Because the `TopicNameMatch` predicate evaluates to _true_ only for messages from the outbox table (`outbox.event.*`), the transformation is not applied to messages that originate from other tables in the database.
[source]
----
transforms=outbox
transforms.outbox.predicate=IsOutboxTable
transforms.outbox.type=io.debezium.transforms.outbox.EventRouter
predicates=IsOutboxTable
predicates.IsOutboxTable.type=org.apache.kafka.connect.transforms.predicates.TopicNameMatches
predicates.IsOutboxTable.pattern=outbox.event.*
----
// Type: procedure
[id="ignoring-tombstone-events"]
== Ignoring tombstone events
You can control whether {prodname} emits tombstone events, and how long Kafka retains them.

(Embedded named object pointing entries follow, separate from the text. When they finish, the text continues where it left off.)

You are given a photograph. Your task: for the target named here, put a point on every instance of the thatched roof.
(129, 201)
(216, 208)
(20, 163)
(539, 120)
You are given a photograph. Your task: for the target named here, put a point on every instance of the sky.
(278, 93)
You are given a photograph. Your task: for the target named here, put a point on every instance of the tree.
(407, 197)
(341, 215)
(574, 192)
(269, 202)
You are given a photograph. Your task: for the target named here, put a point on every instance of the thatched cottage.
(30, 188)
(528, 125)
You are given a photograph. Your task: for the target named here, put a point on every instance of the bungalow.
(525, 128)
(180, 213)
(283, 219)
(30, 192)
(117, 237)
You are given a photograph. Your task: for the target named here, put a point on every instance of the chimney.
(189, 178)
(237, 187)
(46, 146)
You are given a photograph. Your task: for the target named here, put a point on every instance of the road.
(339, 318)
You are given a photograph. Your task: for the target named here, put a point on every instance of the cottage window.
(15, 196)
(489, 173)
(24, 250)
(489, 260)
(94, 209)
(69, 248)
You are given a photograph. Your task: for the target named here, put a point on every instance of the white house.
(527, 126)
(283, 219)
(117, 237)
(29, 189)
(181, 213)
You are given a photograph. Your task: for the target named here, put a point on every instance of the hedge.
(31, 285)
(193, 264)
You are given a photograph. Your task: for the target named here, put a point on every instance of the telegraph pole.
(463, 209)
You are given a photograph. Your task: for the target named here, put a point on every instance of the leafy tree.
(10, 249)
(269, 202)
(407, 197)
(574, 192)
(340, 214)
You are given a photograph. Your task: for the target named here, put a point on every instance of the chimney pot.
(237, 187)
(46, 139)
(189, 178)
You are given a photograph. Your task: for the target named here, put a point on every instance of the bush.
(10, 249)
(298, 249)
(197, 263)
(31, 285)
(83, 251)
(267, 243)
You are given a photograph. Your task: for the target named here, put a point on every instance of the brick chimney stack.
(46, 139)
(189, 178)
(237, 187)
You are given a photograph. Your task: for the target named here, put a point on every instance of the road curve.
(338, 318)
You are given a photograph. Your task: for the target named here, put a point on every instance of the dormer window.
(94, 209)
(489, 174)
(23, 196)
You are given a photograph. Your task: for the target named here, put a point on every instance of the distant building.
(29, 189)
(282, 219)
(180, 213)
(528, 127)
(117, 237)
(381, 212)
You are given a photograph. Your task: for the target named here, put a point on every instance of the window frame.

Depending on your data pipeline, you might want to set the `tombstones.on.delete` property for a connector so that {prodname} does not emit tombstone events.
Whether you enable {prodname} to emit tombstones depends on how topics are consumed in your environment and by the characteristics of the sink consumer.
Some sink connectors rely on tombstone events to remove records from downstream data stores.
In cases where sink connectors rely on tombstone records to indicate when to delete records in downstream data stores, configure {prodname} to emit them.
When you configure {prodname} to generate tombstones, further configuration is required to ensure that sink connectors receive the tombstone events.
The retention policy for a topic must be set so that the connector has time to read event messages before Kafka removes them during log compaction.
The length of time that a topic retains tombstones before compaction is controlled by the link:{link-kafka-docs}#topicconfigs_delete.retention.ms[`delete.retention.ms`] property for the topic.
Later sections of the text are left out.